Mike Birbiglia, Kate Micucci, Chris Gethard, Gillian Jacobs, Keegan Michael-Key, and Tami Sagher star in ‘Don’t Think Twice’

God, I hate improv troupes.

Okay, hate is a strong word. Let’s just say that if I was stuck in a room for a long time with one, I would probably bust through a window or drug myself. It isn’t that they’re bad people, their personality quirks that make them successful at their job just cut at me like razor blades in your mouth.

Getting past this vivid distaste for a artistic craft is one of the largest hurdles you must jump to enjoy Don’t Think Twice, the latest feature film from stand-up comedian Mike Birbiglia. But it was a hurdle I was able to make due to Birbiglia’s adept ability to capture the feeling of being a part of a creative collective and the very basic emotions triggered by growing up and growing apart from each other.

Moving on with life is hard and for the improv troupe known as The Commune, leaving this community that has become so central to their being is even more difficult. Miles (Birbiglia) is a 36-year-old improve teacher who references to the time he was “minutes away” from getting on Weekend Live (the SNL surrogate for the film) and how different his life would’ve been because of that.

The possibility of joining that show is much more plausible for the other members — Sam (Gillian Jacobs), Jack (Keegan-Michael Key), Allison (Kate Micucci), Lindsay (Tami Sagher), and Bill (Chris Gethard) — who are younger and haven’t had the initial opportunity that Miles had. It is especially tangible for Sam and Jack, who are asked to try-out for the show when producers come to one of their nightly performances.

The moment they reveal this news to the group encapsulates the entire theme of the movie — this concept of being friends with creative people and trying to come to terms with why they are finding success when you aren’t. In the scene, Jack and Sam walk over to the rest of the group, who are consoling Bill after he learned that his father had been hospitalized after a motorcycle accident. The moment doesn’t feel right for a major reveal like that, but Jack blurts it out regardless and the time stops for a second.

The collective silence is a powerful moment (and something Birbiglia uses again throughout the movie) and is only broken when Bill, the one who needed the attention at that particular moment, utters an almost passive aggressive “congrats, man” to Jack.

The power in this moment is bred from the connective fibers of this group. Up to that point, we spend most of our time at the stage where The Commune performs and there is that very prototypical collective energy that improv teams strive for with this group of friends. We first meet them as they murmur a flurry of lines in order to prepare for their upcoming show and mimic different people as they enter the frame — in one case, the production assistant says there is five minutes until the show starts and they begin to mock how she said that.

In these moments, there is a clear detachment from this group and the general public. It doesn’t seem like they are actively trying to look down on them — we get a sense through quick flashes that life is dissatisfying for all of them — but their passion requires them to capture a superiority over the members sitting in the room here to see their show.
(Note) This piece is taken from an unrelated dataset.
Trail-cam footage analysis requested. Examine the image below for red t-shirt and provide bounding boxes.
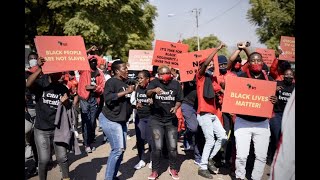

This also allows them to detach themselves from reality. In one (kind of difficult to watch) sequence, the group has just visited Bill’s father in the hospital and begin to mimic how he said “thank you” to Bill as they left. In the car, they go around with different impressions of the line as Bill passively says how it is kind of offensive until finally giving in and joining the group. Here Birbiglia is able to capture how improv becomes an escape for these artists (even if they may take it too far). In that moment, Bill doesn’t have to think about how his father may die because he can laugh at the silly impressions of him.

Further in the film, other characters find their escape through improv. Instead of looking at an unfinished graphic novel, Allison can toss out random facts and earn the nickname, “Data,” while hanging out with her friends. Instead of going to therapy twice a week while smoking pot and living with her parents, Lindsay can escape into the world of improv and make believe.

Don’t Think Twice is its most effective when it is reckoning with the dissatisfaction of life between these characters and how the success of Jack, who ends up making it on Weekend Live, reflects on them. Being around creative people can be some of the most invigorating times, but it also opens up for resentment when someone does successful.

The film is able to capture this resentment better than most any film I can think of and shows that this doesn’t disintegrate the friendships, but it does force them to drift apart. But in that sense, it captures life because regardless of being around creative people, life is full of drifting apart and moving on from the things that defined us at a given period.

I don’t think Don’t Think Twice cured my dislike for improv, but it gave me more understanding. We are all on the ride of life and whether or not the highs and lows of that ride coincide with where we want them to be is completely up to chance.

And despite its cringe-inducing characters, Don’t Think Twice succeeds at making you reflect on that — regardless of what step you’re on.